Martelli handles the violent legacy of her home country with surprising care and sensitivity. Those disappeared under the Pinochet regime are indeed never seen again, but as with all collateral damage under civil war, haunting remnants of them can always be found especially when one least wants or needs to be reminded of it. A lone shoe missing its partner is found beneath Carmen’s car. The sight of a briefly abandoned police car appears on the beach, its occupants rushing to investigate a fleeting act of brutality. In Martelli’s view, empty shoes are a pure and simple image of absence; a symbol of incompleteness that reflects how Carmen’s sheltered worldview is now crumbling. But rest assured, Carmen is no upper-class saviour free from reproach. She is never touted as a hero for simply doing the right thing. Rather, she resolutely remains a small cog in the revolutionary machine; the film’s focus instead locking onto the connection between Carmen and Elias, and the emotional toll this secret takes on her.

What elevates “Chile ‘76” over most other dramas in this vein, besides its intimate, microcosmic scope, is its extremely unconventional soundtrack.
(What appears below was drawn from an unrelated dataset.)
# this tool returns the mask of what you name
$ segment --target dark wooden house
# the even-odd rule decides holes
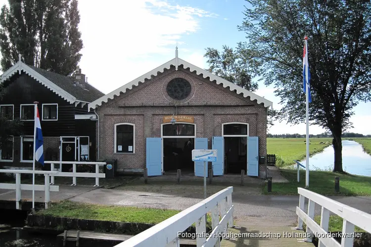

Instead of the classical string and brass fare that usually accompanies dramas like this, composer Mariá Portugal instead opts for 70s synths and throbbing ambient noise that uncomfortably cuts through the bourgeois banalities in Carmen’s life, sounding not unlike a radio being tuned to constantly shifting frequencies. Always in sync with Carmen’s secret anxieties, the noise grows nauseating during the film’s tensest moments, coming close to hitting the mythical brown note as we fear the worst for Carmen’s family after they have remained offscreen for too long. This disavowal of soundtrack conventions also helps ground viewers in the spirit of the real struggle, by using music that is arguably more relatable to the common people than the usual stately detached classical scores.

“Chile ‘76” is admittedly a film that people may or may not find thrilling to very different degrees. There are not many overt threats of violence against Carmen for the vast majority of the film. Nor is the subversive action she undertakes the same edge-of-your-seat espionage that one might see in a James Bond film. Instead, the film’s tension turns on the latent paranoia of living under a dictatorship; being forced to communicate in riddles and triple-guess every word that comes out of your mouth. How do we live while deluding ourselves that the atrocities happening outside our families will never penetrate our inner sanctums? How do you deal with the absence of someone that nobody but you knew existed? Through this evocative tale of life during civil wartime and that haunting final shot, Martelli ensures that these questions will resonate with her viewers, reminding us that our current zeitgeist makes them more relevant than ever.